REPUBLIKA.CO.ID, JAKARTA -- Ketua MPR Bambang Soesatyo atau Bamsoet menanggapi adanya usulan amendemen Undang-Undang Dasar (UUD) 1945. Menurutnya, amendemen dapat terjadi jika memang itu merupakan kehendak rakyat.
"Mengenai Pokok-Pokok Haluan Negara, kalau ada tambahan lain itu harus ulang lagi dari awal. Nah, kalau tidak inkonstitusional," singkat Bamsoet di Gedung Nusantara II, Kompleks Parlemen, Jakarta, Selasa (29/3/2022).
"Jadi sekali lagi saya menegaskan kecil kemungkinan ada penumpang gelap kalau kita memang ada kebutuhan amendemen sesuai keinginan rakyat yang mekanismenya sudah diatur di UUD," sambungnya.
Sebelumnya, pakar hukum tata negara Yusril Ihza Mahendra menegaskan bahwa menunda pemilihan umum (Pemilu) 2024 adalah melanggar konstitusi. Namun, ia mengungkapkan tiga cara jika wacana tersebut serius ingin dilakukan oleh pemerintah.
Pertama adalah lewat perubahan amendemen Undang-Undang Dasar (UUD) 1945. Menurutnya, hal yang perlu diubah sebenarnya bukanlah mengubah pasal-pasal dalam undang-undang yang ada sekarang secara harfiah, tetapi menambahkan pasal baru dalam UUD 45 yang terkait dengan pemilu.
"Pasal 22E UUD 45 dapat ditambahkan pasal baru, yakni Pasal 22 E ayat 7 yang berisi norma 'Dalam hal pelaksanaan pemilihan umum sekali dalam lima tahun sebagaimana dimaksud oleh Pasal 22E ayat (1) tidak dapat dilaksanakan karena terjadinya perang, pemberontakan, gangguan keamanan yang berdampak luas, bencana alam dan wabah penyakit yang sulit diatasi, maka Majelis Permusyawaratan Rakyat berwenang untuk menunda pelaksanaan Pemilu sampai batas waktu tertentu'," ujar Yusril lewat keterangan tertulisnya, Ahad (27/2/2022).
Selanjutnya, penambahan ayat 8 yang mengatur bahwa semua jabatan-jabatan kenegaraan yang pengisiannya dilakukan melalui pemilihan umum sebagaimana diatur dalam UUD, ntuk sementara waktu tetap menduduki jabatannya sebagai pejabat sementara sampai dengan dilaksanakannya pemilihan umum.
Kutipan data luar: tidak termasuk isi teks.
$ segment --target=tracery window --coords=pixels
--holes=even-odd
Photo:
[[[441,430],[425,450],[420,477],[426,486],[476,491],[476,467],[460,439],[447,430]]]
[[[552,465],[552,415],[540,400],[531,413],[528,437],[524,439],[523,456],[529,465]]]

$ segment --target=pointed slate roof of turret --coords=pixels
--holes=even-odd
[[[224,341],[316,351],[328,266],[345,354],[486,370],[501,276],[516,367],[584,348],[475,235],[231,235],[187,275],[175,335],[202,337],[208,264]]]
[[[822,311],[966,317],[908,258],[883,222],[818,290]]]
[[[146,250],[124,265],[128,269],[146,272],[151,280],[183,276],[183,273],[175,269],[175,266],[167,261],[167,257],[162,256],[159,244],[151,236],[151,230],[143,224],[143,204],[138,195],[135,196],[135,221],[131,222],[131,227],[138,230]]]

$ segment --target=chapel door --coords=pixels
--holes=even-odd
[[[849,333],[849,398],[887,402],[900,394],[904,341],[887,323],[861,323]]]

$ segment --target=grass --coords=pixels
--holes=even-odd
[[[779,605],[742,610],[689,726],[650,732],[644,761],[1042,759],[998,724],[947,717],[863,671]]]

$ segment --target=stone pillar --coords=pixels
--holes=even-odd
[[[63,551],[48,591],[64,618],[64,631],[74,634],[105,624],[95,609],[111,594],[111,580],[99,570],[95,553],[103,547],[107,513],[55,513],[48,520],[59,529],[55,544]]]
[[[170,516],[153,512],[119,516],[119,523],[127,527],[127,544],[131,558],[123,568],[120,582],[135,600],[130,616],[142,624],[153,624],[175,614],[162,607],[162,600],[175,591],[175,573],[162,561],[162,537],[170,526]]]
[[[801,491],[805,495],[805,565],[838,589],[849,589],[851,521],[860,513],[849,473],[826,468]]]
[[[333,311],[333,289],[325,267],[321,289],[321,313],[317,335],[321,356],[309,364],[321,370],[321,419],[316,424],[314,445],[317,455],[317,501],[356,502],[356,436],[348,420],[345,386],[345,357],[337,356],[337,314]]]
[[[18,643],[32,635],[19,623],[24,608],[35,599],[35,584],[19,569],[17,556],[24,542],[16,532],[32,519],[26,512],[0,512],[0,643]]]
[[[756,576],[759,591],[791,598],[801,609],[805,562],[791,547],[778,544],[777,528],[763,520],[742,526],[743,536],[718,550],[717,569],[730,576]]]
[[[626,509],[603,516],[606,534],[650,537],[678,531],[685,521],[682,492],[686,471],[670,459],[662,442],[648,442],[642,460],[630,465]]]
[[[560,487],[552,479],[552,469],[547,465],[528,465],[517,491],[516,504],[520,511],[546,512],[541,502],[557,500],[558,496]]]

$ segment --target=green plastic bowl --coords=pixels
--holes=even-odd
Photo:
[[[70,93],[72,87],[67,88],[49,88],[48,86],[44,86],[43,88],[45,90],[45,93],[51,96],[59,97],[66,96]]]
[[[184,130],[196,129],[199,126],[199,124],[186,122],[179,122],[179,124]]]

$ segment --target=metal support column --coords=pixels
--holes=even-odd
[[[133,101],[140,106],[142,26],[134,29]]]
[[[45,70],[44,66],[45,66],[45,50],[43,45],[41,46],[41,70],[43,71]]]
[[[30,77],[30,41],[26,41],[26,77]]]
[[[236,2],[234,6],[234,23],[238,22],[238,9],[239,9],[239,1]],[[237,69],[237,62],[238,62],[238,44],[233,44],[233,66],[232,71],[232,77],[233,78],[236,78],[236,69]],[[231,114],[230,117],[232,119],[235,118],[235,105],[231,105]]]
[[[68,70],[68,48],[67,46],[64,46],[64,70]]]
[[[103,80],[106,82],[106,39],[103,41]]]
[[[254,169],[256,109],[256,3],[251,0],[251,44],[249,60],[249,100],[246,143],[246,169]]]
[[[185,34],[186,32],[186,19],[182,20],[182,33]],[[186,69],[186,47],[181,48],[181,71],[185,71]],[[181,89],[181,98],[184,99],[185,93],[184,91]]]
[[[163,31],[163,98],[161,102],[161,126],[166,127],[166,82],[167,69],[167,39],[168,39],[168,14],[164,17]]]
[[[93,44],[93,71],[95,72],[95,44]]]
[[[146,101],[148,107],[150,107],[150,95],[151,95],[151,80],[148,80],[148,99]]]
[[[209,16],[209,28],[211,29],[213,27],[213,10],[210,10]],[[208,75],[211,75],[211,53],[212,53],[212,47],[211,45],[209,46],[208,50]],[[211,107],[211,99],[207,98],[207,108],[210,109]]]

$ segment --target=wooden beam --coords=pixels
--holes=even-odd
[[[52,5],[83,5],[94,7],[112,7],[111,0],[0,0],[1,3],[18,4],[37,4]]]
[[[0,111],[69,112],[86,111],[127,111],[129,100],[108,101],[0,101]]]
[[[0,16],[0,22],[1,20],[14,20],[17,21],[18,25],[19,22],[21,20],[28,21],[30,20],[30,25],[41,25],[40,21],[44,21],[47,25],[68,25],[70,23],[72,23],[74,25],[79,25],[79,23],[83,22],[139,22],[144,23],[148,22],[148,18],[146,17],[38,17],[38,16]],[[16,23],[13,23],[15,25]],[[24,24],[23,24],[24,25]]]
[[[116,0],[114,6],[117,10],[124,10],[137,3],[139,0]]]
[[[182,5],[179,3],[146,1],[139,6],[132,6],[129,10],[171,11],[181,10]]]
Dengan penambahan dua ayat tersebut dalam Pasal 22E UUD 1945, tidak ada istilah perpanjangan masa jabatan Presiden, MPR, DPR, DPD, dan DPRD. Para anggota dari lembaga negara tersebut berubah status menjadi anggota sementara, sebelum diganti dengan anggota-anggota hasil pemilu.
Status mereka sama dengan anggota Komite Nasional Indonesia Pusat (KNIP) pada masa awal kemerdekaan, anggota DPRS di masa Demokrasi Liberal, dan anggota MPRS di masa Orde Lama dan awal Orde Baru. Kedudukan Presiden Joko Widodo dan KH Ma’ruf Amin juga menjadi pejabat Presiden dan Wakil Presiden, sebagaimana pejabat Presiden Soeharto di awal Orde Baru.